TokaMark: A Comprehensive Benchmark for MAST Tokamak Plasma Models
Summary
TokaMark is a new, open-source benchmark designed to evaluate AI models for predicting plasma dynamics in fusion energy reactors, specifically using real experimental data from the Mega Ampere Spherical Tokamak (MAST). It addresses the lack of curated datasets and standardized benchmarks in fusion AI. TokaMark unifies access to multi-modal, heterogeneous fusion data, harmonizes formats, and provides 14 tasks across four groups: equilibrium reconstruction, magnetics dynamics, profile dynamics, and MHD activity.
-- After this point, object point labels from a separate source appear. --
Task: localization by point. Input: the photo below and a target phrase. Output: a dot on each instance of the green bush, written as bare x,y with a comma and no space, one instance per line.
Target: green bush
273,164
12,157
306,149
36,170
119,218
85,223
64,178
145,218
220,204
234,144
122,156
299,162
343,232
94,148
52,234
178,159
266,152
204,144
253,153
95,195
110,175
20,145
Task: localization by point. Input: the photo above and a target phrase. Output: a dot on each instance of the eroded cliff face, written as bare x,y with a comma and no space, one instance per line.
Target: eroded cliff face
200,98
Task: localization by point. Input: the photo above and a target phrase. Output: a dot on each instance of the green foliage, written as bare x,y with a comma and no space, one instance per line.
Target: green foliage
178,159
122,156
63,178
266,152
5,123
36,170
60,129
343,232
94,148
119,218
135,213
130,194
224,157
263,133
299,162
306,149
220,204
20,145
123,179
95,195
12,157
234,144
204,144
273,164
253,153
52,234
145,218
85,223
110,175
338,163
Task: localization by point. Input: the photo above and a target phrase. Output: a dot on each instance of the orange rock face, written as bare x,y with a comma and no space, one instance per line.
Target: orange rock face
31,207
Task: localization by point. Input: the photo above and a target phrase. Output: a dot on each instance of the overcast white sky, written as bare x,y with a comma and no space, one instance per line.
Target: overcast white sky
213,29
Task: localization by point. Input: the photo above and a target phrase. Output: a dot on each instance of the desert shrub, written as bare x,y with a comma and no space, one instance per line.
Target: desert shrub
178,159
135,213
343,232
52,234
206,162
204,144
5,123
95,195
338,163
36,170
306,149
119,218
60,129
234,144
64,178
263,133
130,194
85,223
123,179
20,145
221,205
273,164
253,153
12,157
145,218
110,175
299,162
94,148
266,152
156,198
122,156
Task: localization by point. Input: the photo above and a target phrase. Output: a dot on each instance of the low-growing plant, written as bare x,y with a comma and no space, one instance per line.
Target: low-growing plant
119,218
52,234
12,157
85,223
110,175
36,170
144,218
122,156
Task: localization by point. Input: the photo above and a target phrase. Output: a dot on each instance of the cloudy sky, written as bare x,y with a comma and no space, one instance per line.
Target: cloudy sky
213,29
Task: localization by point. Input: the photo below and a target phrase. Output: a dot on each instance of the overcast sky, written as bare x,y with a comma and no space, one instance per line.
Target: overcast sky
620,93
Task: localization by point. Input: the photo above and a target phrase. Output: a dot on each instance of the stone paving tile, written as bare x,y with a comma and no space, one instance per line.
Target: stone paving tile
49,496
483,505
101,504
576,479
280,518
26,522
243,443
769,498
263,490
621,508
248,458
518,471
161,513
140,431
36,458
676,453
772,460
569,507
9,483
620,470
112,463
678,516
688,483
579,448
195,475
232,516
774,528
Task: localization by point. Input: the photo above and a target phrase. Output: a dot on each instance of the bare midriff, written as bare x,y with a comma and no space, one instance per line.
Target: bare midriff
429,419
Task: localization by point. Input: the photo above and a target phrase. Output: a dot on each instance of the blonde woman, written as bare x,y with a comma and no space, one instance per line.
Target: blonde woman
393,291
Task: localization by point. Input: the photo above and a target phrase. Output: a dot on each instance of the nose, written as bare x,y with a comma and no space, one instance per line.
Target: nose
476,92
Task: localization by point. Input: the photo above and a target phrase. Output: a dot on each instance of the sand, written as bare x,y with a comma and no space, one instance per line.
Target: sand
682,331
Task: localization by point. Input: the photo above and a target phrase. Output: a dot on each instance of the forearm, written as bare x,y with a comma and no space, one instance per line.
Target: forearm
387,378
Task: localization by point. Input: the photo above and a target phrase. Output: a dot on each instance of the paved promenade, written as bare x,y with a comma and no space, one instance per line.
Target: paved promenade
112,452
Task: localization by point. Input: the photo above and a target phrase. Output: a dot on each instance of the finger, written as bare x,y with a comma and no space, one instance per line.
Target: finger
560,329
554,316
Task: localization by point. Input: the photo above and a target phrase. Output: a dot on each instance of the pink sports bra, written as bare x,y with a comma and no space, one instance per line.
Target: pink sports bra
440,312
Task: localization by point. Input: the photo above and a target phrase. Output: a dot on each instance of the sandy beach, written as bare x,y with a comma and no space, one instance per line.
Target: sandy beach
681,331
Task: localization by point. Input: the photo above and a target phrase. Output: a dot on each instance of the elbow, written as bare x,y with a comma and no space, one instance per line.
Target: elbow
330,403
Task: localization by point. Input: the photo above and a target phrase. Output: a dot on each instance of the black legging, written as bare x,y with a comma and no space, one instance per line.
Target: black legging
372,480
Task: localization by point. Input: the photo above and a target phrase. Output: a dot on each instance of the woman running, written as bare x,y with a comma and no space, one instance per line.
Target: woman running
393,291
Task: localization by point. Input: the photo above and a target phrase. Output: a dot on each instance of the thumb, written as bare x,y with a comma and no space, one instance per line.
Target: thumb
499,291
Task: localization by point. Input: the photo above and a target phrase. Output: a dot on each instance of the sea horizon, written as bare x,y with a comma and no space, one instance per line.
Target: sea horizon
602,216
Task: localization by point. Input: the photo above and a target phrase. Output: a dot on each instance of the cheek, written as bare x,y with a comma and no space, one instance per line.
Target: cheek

The benchmark includes a multi-branch convolutional encoder-decoder baseline model, trained on 11,573 shots from the FAIR-MAST dataset with an 80%/10%/10% split. It uses a hierarchical evaluation protocol and provides Python tools for data loading and processing.
Key takeaway
For AI Scientists and Machine Learning Engineers developing models for fusion energy, TokaMark offers a critical standardized platform. You should use this open benchmark to rigorously compare your models against established baselines. Focus on tasks like profile dynamics and MHD activity. The baseline shows significant room for improvement in these areas, with NRMSE scores exceeding 0.17; task 4-5 even exceeds unity. This will accelerate the development of robust, data-driven plasma models essential for commercially viable fusion.
Key insights
TokaMark provides a unified, open benchmark with 14 tasks and a baseline for AI models in fusion plasma modeling.
Principles
- Fusion data is multi-modal, multi-rate, and often incomplete.
- AI models can learn latent plasma representations from raw data.
- Standardized benchmarks accelerate progress and ensure reproducibility.
Method
TokaMark defines 14 tasks with input/output windows, uses a sliding-window approach with a 0.001-second stride, and employs a hierarchical evaluation protocol (samples -> windows -> signals -> tasks -> shots) with NRMSE.
In practice
- Evaluate AI models on 14 diverse fusion plasma tasks.
- Utilize the provided multi-branch convolutional baseline.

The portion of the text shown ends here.